Devant les nouvelles qui s’accumulent, devant l’injustice qui se répète, je crois qu’on est plusieurs à se sentir impuissant·es. De mon côté, j’hésite souvent entre l’envie de tout éteindre puis de me blottir contre ma fille Billie et l'urgence de se lever et d’agir dans l’espoir d’un changement.
Je cherche l’équilibre entre être au moment présent avec elle et lutter. Recueillir la force que me donne son amour, pour pouvoir faire face. Je crois qu’il faut récolter de petites fioles invisibles d’amour pour continuer. De petites fioles qui nous donnent du courage. Le 8 mars, pendant ces 8 minutes de silence, j’ai eu l’impression que chacunes de ces fioles s’ouvraient en même temps.
C’est cette force que j’essaie de capter, depuis le début de Mères au Front. À travers les vidéos que je réalise, j’espère, parfois, pouvoir redonner un peu de courage, un peu de poésie. À chacun de ces projets, des souvenirs de force et de beauté me reviennent.
Je revois Audrey-Lise Hervieux, qui marche doucement à travers une forêt brûlée, ses enfants à ses côtés, avançant sur une terre appartenant à ces ancêtres, lors du tournage du vidéo de la chaise des générations. Je revois les petites mains noires de ses enfants, qui touchaient les troncs brûlés, semaient de la joie autour d’eux. Je revois cette douce caresse mère-fille, laissant la joue d’Audrey-Lise noirci par les cendres. Cette même cendre transformée en peinture pour être utilisée à nouveau par des enfants pour la création d’une chaise, symbole de leur espoir.

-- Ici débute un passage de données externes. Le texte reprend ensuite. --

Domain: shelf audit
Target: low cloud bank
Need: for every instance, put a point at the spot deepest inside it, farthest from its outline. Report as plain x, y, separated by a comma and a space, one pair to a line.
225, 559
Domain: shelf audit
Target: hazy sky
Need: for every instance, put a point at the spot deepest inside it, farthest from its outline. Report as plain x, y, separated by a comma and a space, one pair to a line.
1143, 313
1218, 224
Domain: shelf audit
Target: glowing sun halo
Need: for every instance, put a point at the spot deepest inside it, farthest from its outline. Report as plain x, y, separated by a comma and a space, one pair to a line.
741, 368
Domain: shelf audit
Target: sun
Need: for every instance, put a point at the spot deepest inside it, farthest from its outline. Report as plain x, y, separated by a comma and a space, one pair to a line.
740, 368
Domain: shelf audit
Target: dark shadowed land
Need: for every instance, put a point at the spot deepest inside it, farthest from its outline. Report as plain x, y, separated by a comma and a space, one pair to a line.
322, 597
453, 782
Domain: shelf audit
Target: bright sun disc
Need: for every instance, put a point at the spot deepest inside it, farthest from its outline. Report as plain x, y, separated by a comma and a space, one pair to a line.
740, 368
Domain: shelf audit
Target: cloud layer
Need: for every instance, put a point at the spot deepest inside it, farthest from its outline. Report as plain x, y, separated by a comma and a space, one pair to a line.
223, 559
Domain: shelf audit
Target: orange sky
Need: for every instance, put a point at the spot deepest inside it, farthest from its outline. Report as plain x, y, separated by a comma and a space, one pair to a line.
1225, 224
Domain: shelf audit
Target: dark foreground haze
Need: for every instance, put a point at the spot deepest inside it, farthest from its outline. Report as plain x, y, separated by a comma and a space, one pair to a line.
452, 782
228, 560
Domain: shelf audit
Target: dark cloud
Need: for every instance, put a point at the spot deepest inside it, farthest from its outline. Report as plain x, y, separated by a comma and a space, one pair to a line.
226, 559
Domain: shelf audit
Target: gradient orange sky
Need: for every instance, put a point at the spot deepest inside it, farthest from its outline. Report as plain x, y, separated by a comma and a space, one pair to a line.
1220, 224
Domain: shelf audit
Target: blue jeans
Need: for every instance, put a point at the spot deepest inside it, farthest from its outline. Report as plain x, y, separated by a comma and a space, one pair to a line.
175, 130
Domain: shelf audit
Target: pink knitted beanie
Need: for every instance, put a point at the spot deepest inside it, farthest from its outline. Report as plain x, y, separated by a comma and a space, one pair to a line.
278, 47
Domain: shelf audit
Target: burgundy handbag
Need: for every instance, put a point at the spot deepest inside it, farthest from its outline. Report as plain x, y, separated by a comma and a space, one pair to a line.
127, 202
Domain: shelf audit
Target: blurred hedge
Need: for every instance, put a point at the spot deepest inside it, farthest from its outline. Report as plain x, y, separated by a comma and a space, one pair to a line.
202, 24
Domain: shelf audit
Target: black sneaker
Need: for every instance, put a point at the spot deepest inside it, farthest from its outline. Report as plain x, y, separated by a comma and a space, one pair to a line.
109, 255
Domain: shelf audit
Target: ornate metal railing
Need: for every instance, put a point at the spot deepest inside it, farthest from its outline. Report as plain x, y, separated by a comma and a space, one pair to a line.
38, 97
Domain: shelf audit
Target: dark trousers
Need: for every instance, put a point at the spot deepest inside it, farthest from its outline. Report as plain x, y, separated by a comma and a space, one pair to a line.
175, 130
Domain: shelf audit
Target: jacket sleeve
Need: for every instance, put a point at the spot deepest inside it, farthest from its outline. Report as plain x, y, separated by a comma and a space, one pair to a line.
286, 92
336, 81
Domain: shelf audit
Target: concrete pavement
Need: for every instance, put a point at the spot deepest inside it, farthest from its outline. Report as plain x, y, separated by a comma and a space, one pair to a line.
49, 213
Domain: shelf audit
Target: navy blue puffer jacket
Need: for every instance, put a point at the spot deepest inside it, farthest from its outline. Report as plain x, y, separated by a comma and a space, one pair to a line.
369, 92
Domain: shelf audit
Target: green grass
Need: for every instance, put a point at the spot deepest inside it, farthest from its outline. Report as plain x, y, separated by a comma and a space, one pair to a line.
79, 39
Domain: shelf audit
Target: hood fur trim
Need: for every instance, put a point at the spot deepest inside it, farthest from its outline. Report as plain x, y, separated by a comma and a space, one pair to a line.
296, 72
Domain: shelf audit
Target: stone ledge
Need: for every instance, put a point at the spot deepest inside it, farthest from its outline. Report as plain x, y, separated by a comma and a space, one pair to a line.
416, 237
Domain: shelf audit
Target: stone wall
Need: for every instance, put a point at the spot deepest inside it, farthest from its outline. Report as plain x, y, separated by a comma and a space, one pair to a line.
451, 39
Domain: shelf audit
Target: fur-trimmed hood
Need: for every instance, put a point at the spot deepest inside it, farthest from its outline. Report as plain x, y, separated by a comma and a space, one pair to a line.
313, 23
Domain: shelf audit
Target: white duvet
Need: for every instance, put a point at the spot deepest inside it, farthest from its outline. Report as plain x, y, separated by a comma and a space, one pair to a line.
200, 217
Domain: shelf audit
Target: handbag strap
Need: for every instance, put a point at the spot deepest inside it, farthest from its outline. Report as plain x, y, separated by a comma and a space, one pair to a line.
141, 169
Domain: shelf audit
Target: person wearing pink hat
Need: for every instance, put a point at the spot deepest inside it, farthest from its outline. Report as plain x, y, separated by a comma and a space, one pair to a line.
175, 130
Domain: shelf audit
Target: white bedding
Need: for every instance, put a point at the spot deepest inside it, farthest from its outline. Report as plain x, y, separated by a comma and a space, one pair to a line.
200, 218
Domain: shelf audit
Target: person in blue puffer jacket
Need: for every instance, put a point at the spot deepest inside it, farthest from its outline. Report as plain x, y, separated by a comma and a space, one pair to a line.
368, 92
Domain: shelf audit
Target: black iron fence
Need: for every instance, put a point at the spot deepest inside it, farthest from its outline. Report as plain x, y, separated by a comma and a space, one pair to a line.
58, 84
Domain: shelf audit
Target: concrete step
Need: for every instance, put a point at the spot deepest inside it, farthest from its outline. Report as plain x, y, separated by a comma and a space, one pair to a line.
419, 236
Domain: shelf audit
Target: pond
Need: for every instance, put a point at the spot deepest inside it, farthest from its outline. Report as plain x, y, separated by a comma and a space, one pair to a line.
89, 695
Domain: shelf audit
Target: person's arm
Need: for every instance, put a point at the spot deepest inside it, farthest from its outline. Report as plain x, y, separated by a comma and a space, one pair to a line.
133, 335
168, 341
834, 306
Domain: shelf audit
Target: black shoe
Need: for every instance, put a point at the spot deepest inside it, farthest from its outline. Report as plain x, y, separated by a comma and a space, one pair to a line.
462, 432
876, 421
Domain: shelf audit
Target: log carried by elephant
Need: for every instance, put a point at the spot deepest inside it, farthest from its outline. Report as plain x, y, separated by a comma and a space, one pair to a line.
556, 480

Souvenir de ces cinquante mères au front réunies, sautant avec l’intensité de lionnes protégeant leurs enfants, pendant le vidéoclip de la chanson « Mères », d’Ingrid St-Pierre, créé en coréalisation avec Anaïs.
Dans plusieurs tournages, souvenir de plusieurs générations de femmes de la même lignée se tenant ensemble, unies dans ce même élan, ce même combat, cette même tendresse puissante.
Dernièrement, j'ai enregistré des témoignages bouleversants lors de rencontres avec les militant·es de Mobilisation 6600. Des voix qui tremblent, des silences qui en disent long, des récits d’attachement à un territoire qu’on tente d’arracher. Je me souviens de ces mots prononcés : « Si ce lieu n’existait pas, je n’existerais plus. »
À chaque projet, tellement de rencontres inspirantes … Et à chaque fois, quelque chose d’indescriptible se dégage. Un amour dans les regards, une force. Et c’est exactement ce qui c’est passé aussi le 8 mars.
À travers tout le travail que nécessitait l’organisation rapide de cette journée, j’ai pensé à toutes ces personnes qui, chez Mères au Front, se donnent corps et âme pour que les choses existent, simplement parce qu’elles y croient, comme menées par une force invisible qui se tisse dans l’ombre, qui ne se voit pas toujours, mais qui soutient.
J’ai l’impression de l’avoir vue, le 8 mars, dans les mains qui se cherchaient et se trouvaient, dans les corps alignés, dans cette chaîne immense qui se formait. Et surtout, dans le silence. Un silence plus silencieux que tout ce qu’on aurait pu imaginer. Un silence surnaturel.
Pendant huit minutes, cette force invisible s’est matérialisée. Elle était là, immense et palpable. Tous les visages tournés vers un même horizon, j’observais des larmes chez certain·es qui coulaient doucement. Pendant un instant, on aurait dit un barrage rempli d’amour dont l’eau s’écoulait par les yeux.
En regardant les images des autres lieux où des gens se sont mobilisés cette journée-là, je vois le même silence qui s’étend, la même force qui circule. Comme si, plus le poids est partagé par tous·tes, plus il devient supportable.
Et dans ce silence, on dirait même qu’on y retrouve une légèreté nouvelle.
Une beauté qu’aucune image ne peut vraiment capturer.
Qui restera gravée en nous, comme une petite fiole invisible à ouvrir au besoin, pour rester lié·es.